- The paper introduces a multi-agent framework using LLMs to accurately identify and patch real-world CVE vulnerabilities.
- The system integrates three specialized agents—Similarity Analyzer, Vulnerability Verifier, and Code Patcher—that leverage semantic analysis and CoT reasoning to achieve 89.5% F1-score in detection and 95.0% accuracy in patch generation.
- AutoPatch significantly reduces costs by over 50× compared to traditional fine-tuning methods, offering a scalable, economically viable approach to code security.
AutoPatch: Multi-Agent Framework for Patching Real-World CVE Vulnerabilities
Introduction
The paper "AutoPatch: Multi-Agent Framework for Patching Real-World CVE Vulnerabilities" discusses a novel approach to leveraging LLMs for vulnerability patching in code generated by these models.
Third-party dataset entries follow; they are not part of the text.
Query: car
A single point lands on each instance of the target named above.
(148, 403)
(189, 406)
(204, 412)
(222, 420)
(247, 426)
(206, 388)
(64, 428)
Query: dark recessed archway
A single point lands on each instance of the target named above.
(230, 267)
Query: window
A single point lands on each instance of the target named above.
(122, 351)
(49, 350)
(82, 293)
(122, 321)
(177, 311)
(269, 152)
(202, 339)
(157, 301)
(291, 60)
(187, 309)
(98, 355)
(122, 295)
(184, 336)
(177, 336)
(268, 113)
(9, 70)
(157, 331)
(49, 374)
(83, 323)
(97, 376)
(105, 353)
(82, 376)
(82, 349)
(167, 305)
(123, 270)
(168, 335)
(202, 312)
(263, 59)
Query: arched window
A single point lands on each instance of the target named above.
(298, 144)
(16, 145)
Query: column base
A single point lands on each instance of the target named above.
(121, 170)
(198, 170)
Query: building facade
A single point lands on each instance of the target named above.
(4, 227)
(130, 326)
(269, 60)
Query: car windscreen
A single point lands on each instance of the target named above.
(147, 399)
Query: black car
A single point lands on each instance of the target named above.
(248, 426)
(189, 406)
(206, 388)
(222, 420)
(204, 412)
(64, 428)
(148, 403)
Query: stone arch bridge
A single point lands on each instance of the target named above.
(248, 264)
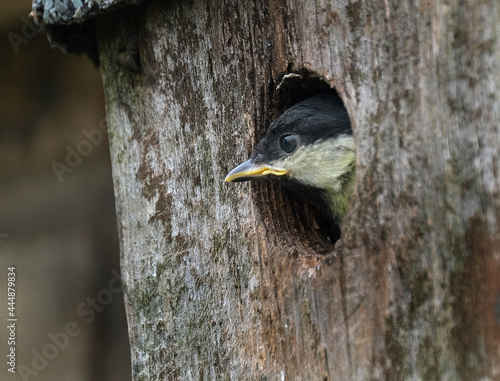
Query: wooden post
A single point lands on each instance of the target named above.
(230, 281)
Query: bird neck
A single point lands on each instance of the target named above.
(338, 199)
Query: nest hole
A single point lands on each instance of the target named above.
(302, 227)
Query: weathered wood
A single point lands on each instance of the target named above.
(227, 281)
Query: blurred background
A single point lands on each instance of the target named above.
(57, 217)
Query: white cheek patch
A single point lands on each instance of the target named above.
(322, 164)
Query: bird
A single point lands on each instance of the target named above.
(310, 150)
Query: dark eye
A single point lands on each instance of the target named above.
(288, 143)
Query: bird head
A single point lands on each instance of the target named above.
(309, 149)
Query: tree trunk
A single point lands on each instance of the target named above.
(234, 281)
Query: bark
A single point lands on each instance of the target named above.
(234, 281)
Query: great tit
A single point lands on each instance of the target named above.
(310, 150)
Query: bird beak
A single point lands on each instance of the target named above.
(249, 170)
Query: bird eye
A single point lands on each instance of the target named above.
(288, 143)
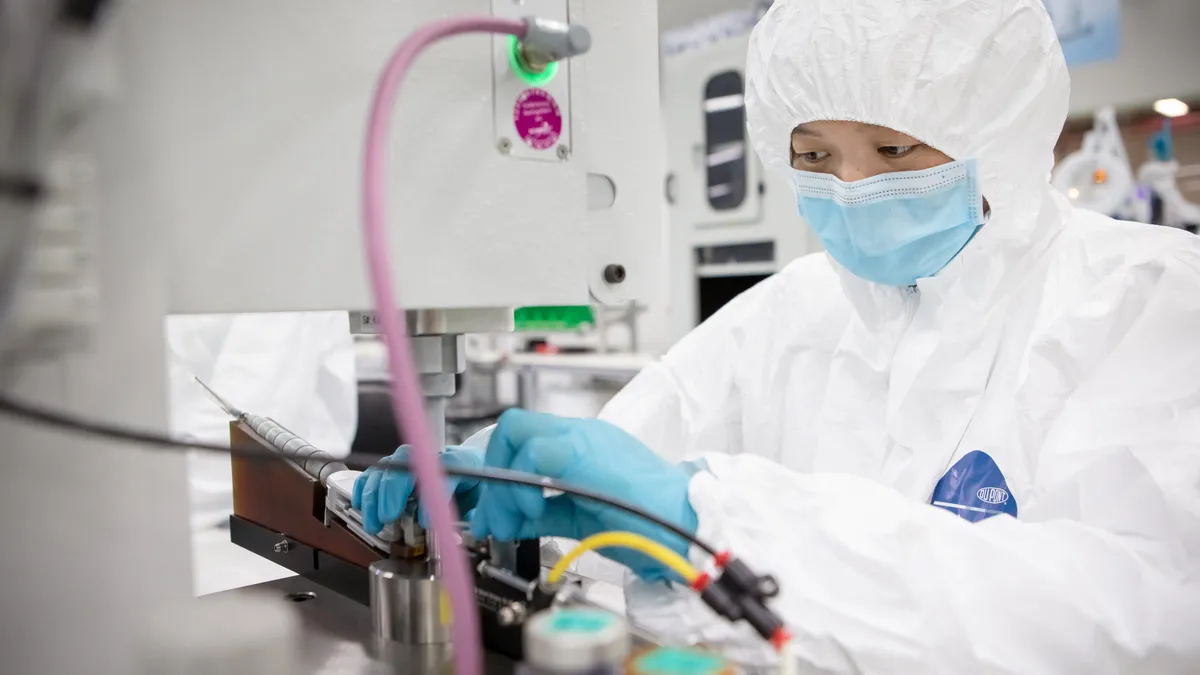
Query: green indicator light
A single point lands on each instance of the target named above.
(561, 318)
(523, 71)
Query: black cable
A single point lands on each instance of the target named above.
(354, 460)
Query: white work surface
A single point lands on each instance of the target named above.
(220, 565)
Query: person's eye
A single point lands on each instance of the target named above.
(894, 151)
(813, 157)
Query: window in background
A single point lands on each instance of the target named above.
(725, 141)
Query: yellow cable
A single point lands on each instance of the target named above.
(628, 541)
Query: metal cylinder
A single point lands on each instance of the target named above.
(408, 604)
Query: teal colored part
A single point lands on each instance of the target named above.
(522, 71)
(579, 621)
(1162, 143)
(667, 661)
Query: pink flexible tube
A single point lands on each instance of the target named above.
(407, 398)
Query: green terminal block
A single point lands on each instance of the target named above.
(563, 318)
(526, 72)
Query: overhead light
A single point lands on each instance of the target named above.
(1171, 108)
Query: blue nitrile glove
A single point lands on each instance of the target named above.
(382, 496)
(592, 454)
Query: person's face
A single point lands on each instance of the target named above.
(852, 150)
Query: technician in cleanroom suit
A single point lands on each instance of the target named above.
(297, 368)
(966, 438)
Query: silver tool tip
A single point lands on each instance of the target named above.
(221, 402)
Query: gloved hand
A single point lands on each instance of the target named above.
(382, 495)
(587, 453)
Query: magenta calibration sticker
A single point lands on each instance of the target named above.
(538, 119)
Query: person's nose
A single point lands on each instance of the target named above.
(850, 172)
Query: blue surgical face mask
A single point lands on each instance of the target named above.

Despite the growing capabilities of LLMs in automated code generation, they face significant challenges in maintaining up-to-date knowledge of newly disclosed CVEs. AutoPatch addresses this issue by presenting a framework that integrates Retrieval-Augmented Generation (RAG) techniques and a comprehensive database of high-severity CVEs to enable efficient and accurate vulnerability identification and patching.
AutoPatch Framework Overview
AutoPatch is structured as a multi-agent system comprising three specialized LLM agents: the Similarity Analyzer, the Vulnerability Verifier, and the Code Patcher. These agents work collaboratively within an LLM-integrated IDE environment to identify and patch vulnerabilities that may exist in LLM-generated code.
1. Similarity Analyzer: This agent performs semantic and taint analysis to pinpoint relevant CVEs. By extracting key terms and analyzing contextual descriptions, it matches the LLM-generated code against a database of known vulnerabilities, achieving high accuracy in CVE matching (90.4%).
2. Vulnerability Verifier: Upon identifying a potential CVE match, this agent verifies the vulnerability in the code via enriched Chain-of-Thought (CoT) reasoning, achieving 89.5% F1-score for vulnerability detection.
3. Code Patcher: Once a vulnerability is confirmed, the Code Patcher uses enhanced CoT reasoning to generate secure code revisions, achieving a 95.0% accuracy rate.
Figure 1: The overall architecture of AutoPatch.
Implementation and Evaluation
AutoPatch is implemented using LangChain and a PostgreSQL vector database, serving as a robust security plugin for LLM-integrated IDEs such as GitHub Copilot. The evaluation involved generating 525 code snippets from 75 recent high-severity CVEs and assessing the framework's performance with models like GPT-4o and DeepSeek.
Experiments show that AutoPatch significantly outperforms traditional fine-tuning approaches both in terms of accuracy and cost-efficiency:
Conclusion and Implications
The AutoPatch framework presents a scalable and economically viable solution for enhancing the security of LLM-generated code. By integrating multi-agent strategies with retrieval-augmented techniques, AutoPatch bridges the gap between static LLM knowledge and the dynamic landscape of software vulnerabilities. This approach not only advances the automation of vulnerability patching but also offers significant cost advantages, reducing the need for expensive and frequent model fine-tuning. Future work could extend AutoPatch to address zero-day vulnerabilities and refine its adaptability across diverse programming environments.